2. Important Theoretical and Practical Contribution in the History of Item Response Theory and Computerized Adaptive Test

1916            Binet and Simon were the first to plot performance levels against an independent variable and use the plots in the test development.

1936 Richardson derived relationship between IRT model parameters and classical item parameter, which provided an initial way for obtaining IRT parameter estimates.

1943,44  Lawley produced some new procedure for parameter estimation.

1952               Lord described the two-parameter normal ogive model, derived model parameter estimates, and considered applications of the model.

1957,58   Birnbaum substituted the more tractable logistic models for the normal ogive models, and developed the statistical foundation for these new model

1960                  Rasch developed three item response models and described them in his book, Probablilstic Model for Some Intelligence and Attainment Tests. His work influenced Wright in the United Ststes and psychologists such as Andersen and Fischer in Europe.

1967               Wright was the leader and catalyst for most of the Rasch model research in United States hrough the 1970s. His presentation at the ETS Invitational Conference on Testing Problems served as a major stimulus for work in IRT, especially with the Rasch model. Later, his highly successful AERA Rasch model Training programs contributed substantially to the understanding of the Rasch model by many researchers.

1968               Lord and Novick provided five chapters on the theory of latent traits(four of the chapters were prepared by Birnbaum). The authors’ endorsement of IRT stimulated a considerable amount of research.

1969               Wright and Panchapakesan described parameter estimation methods for the Rasch model and the computer program BICAL, which utilized the procedures described in the paper. BICAL was of immense importance because it facilitated applications of the Rasch model.

1972               Bock contributed several important new ideas about parameter estimaition.

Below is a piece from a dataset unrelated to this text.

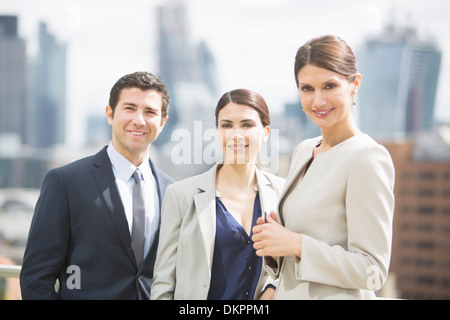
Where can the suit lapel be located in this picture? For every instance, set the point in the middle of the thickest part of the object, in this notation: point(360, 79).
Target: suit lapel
point(205, 206)
point(104, 177)
point(298, 163)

1974                 Cord described his new parameter estimation methods, which were utilized in a computer program called LOGIST.

1974                 Fischer described his extensive research program with linear logistic models.

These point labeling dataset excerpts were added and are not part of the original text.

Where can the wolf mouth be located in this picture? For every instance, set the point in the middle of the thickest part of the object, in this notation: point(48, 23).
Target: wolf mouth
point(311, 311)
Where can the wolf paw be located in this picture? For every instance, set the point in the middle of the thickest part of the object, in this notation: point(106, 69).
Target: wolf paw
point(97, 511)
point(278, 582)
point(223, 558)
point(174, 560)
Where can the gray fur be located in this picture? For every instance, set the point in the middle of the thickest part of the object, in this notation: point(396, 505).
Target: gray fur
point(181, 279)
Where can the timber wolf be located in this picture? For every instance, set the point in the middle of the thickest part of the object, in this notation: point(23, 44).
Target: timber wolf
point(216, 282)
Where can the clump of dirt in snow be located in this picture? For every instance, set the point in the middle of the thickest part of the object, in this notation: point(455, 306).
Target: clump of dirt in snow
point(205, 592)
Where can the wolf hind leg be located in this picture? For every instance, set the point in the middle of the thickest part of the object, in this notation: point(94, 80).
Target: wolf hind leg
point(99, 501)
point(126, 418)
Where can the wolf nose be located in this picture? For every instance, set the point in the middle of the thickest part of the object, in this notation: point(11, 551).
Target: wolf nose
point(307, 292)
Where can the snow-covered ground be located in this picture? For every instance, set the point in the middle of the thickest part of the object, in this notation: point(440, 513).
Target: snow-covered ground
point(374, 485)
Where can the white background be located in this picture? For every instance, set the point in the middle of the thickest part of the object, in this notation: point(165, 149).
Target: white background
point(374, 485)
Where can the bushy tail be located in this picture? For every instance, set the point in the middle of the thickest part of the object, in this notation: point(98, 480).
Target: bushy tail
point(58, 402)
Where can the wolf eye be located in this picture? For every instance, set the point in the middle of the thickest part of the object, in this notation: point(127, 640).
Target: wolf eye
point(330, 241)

1976     Lord et al. made available LOGIST, a computer program for carrying out parameter estimation with logistic test models. LOGIST is one of the two most commonly used programs today ( the other is BICAL ).

1977               Baker provided a comprehensive review of parameter estimation methods.

1977     Researchers such as Bashaw, Lord, Marco, Rentz, Urry, and Wright in the Journal of Educational Measurement special issue of IRT applications described many important measurement breakthroughs.

1979                 Wright and Stone in Best Test Design described the theory underlying the Rasch model, and many promising applications.

1980                  Lord in Applications of Item Response Theory to Practical Testing Problems provided an up-to-date review of theoretical developments and applications of the three-parameter model.

1980      Weiss edited the Proceedings of the 1979 Computerized Adaptive Testing Conference. These Proceedings contained an up-to-date collection of paper on adaptive testing, one of the main practical uses of IRT.

1982  Lord and his staff at ETS made available the second edition of LOGIST. This updated computer program was faster, somewhat easier to set up, and had more additional worthwhile output than the 1976 edition of the program.

In general, computerized testing greatly increases the flexibility of test management. Tests are given "on demand" and scores are available immediately. Neither answer sheets nor trained test administrators are needed. Administration is consistent. Test administrator differences are eliminated as a factor in measurement error. Tests are individually paced so that a student does not have to wait for others to finish before going on to the next section. Self-paced administration also offers extra time for students who need it, potentially reducing one source of test anxiety. Test security is increased because hardcopy test booklets are never compromised. Computerized testing also offers a number of options for timing and formatting. Timing options range from self-paced administration to item-by- item timing. Also, different formats can be developed to take advantage of graphics and timing capabilities. For example, perceptual and psychomotor skills that are nearly impossible to assess with a paper-and-pencil test can be readily tested on a computer. In addition to having the advantages of computerized testing, CATs increase efficiency. Significantly less time is needed to administer CATs than a fixed-item test since fewer items are needed to achieve acceptable accuracy. CATs can reduce testing time by more than 50% while maintaining the same level of reliability. Shorter testing times also reduce fatigue, which can be a significant factor in students' test results. CATs can also provide accurate scores over a wide range of abilities while traditional tests are usually most accurate for average students; CATs can maintain a high level of accuracy for all students. By including more relatively easy and more relatively difficult items in the item pool, CATs can accommodate the abilities of both bright and slow students.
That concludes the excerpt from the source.